Reputation: 505
I have a data frame in R which has a lot of duplicate records. I am interested in finding out how many records of each are in this data frame.
For example, I have this data frame:
Fake Name Fake ID Fake Status Fake Program
June 0003 Green PR1
June 0003 Green PR1
Television 202 Blue PR3
Television 202 Green PR3
Television 202 Green PR3
CRT 12 Red PR0
And from the above I would want to get something that's like similar to below:
Fake Name Fake ID Fake Status Fake Program COUNT
June 0003 Green PR1 2
Television 202 Blue PR3 1
Television 202 Green PR3 2
CRT 12 Red PR0 1
Any help would be appreciated. Thank you.
Upvotes: 13
Views: 23485
Reputation: 76402
The following uses duplicated
to get the result data.frame and then rle
to get the counts.
res <- dat[!duplicated(dat), ]
d <- duplicated(dat) | duplicated(dat, fromLast = TRUE)
res$COUNT <- rle(d)$lengths
res
# Fake Name Fake ID Fake Status Fake Program COUNT
#1 June 0003 Green PR1 2
#3 Television 202 Blue PR3 1
#4 Television 202 Green PR3 2
#6 CRT 12 Red PR0 1
This answer only works for consecutive rows, see the discussion in comments, in particular the 2nd comment by user @Colombo (my emphasis).
The question title was about unique rows and the question text did not mention that they are consecutive. Other questions asking about counting unique rows are pointing to this. I arrived at the question searching for a similar problem. So due to this, just because the example data are consecutive doesn't mean that the general problem might be. If you prepended "Assuming the rows are consecutive", I would be fine with this. But as it stands out here, it does lead to confusion. Especially if many of the other answers are solving the general problem of counting unique rows.
Upvotes: 6
Reputation: 214957
Use group_by_all
then count the number of rows with n
:
df %>% group_by_all() %>% summarise(COUNT = n())
# A tibble: 4 x 5
# Groups: Fake.Name, Fake.ID, Fake.Status [?]
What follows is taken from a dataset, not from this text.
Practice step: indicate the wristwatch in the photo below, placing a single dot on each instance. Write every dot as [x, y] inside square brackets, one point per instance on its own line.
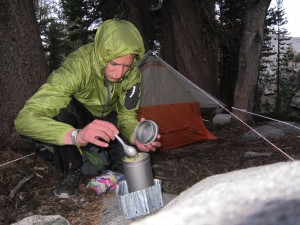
[74, 135]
# Fake.Name Fake.ID Fake.Status Fake.Program COUNT
# <fct> <int> <fct> <fct> <int>
#1 CRT 12 Red PR0 1
#2 June 3 Green PR1 2
#3 Television 202 Blue PR3 1
#4 Television 202 Green PR3 2
Or even better as from @Ryan's comment:
df %>% group_by_all %>% count
Update (2023-11-22)
In dplyr 1.1.0
, the standard way is to use pick
within count
, like so:
count(df, pick(everything()))
Upvotes: 20
Reputation: 51994
You can use collapse::fcount
. fcount
is noticeably faster than any other options (see benchmark on another answer).
library(collapse)
fcount(data)
# Fake Name Fake ID Fake Status Fake Program N
# 1 June 0003 Green PR1 2
# 2 Television 202 Blue PR3 1
# 3 Television 202 Green PR3 2
# 4 CRT 12 Red PR0 1
Upvotes: 2
Reputation: 41
In base R, the table
function provides tabular multi-way counts of every factor combination in your data frame. The result can then be converted to data frame that matches your original structure, with an added "Freq" column containing counts.
data.frame(table(df))
# Fake.Name Fake.ID Fake.Status Fake.Program Freq
#1 CRT 0003 Blue PR0 0
#2 June 0003 Blue PR0 0
#3 Television 0003 Blue PR0 0
#4 CRT 12 Blue PR0 0
Of course, every combination might not be needed, so you can restrict it to the rows with positive counts:
subset(data.frame(table(df)), Freq > 0)
# Fake.Name Fake.ID Fake.Status Fake.Program Freq
#22 CRT 12 Red PR0 1
#38 June 0003 Green PR1 2
#63 Television 202 Blue PR3 1
#72 Television 202 Green PR3 2
Upvotes: 4
Reputation: 4841
To the question
How to Count Unique rows in a data frame?
Then use sum
and duplicated
. E.g.,
df <- data.frame(
`Fake Name` = c(
"June", "June", "Television", "Television", "Television", "CRT"),
`Fake ID` = c("0003", "0003", "202", "202", "202", "12"),
`Fake Status` = c("Green", "Green", "Blue", "Green", "Green", "Red"),
`Fake Program` = c("PR1", "PR1", "PR3", "PR3", "PR3", "PR0"),
check.names = FALSE)
df
#R Fake Name Fake ID Fake Status Fake Program
#R 1 June 0003 Green PR1
#R 2 June 0003 Green PR1
#R 3 Television 202 Blue PR3
#R 4 Television 202 Green PR3
#R 5 Television 202 Green PR3
#R 6 CRT 12 Red PR0
sum(!duplicated(df))
#R [1] 4
For the table you request then you can use data.table
as follows
library(data.table)
df <- data.table(df)
df[, .(COUNT = .N), by = names(df)]
#R Fake Name Fake ID Fake Status Fake Program COUNT
#R 1: June 0003 Green PR1 2
#R 2: Television 202 Blue PR3 1
#R 3: Television 202 Green PR3 2
#R 4: CRT 12 Red PR0 1
Upvotes: 4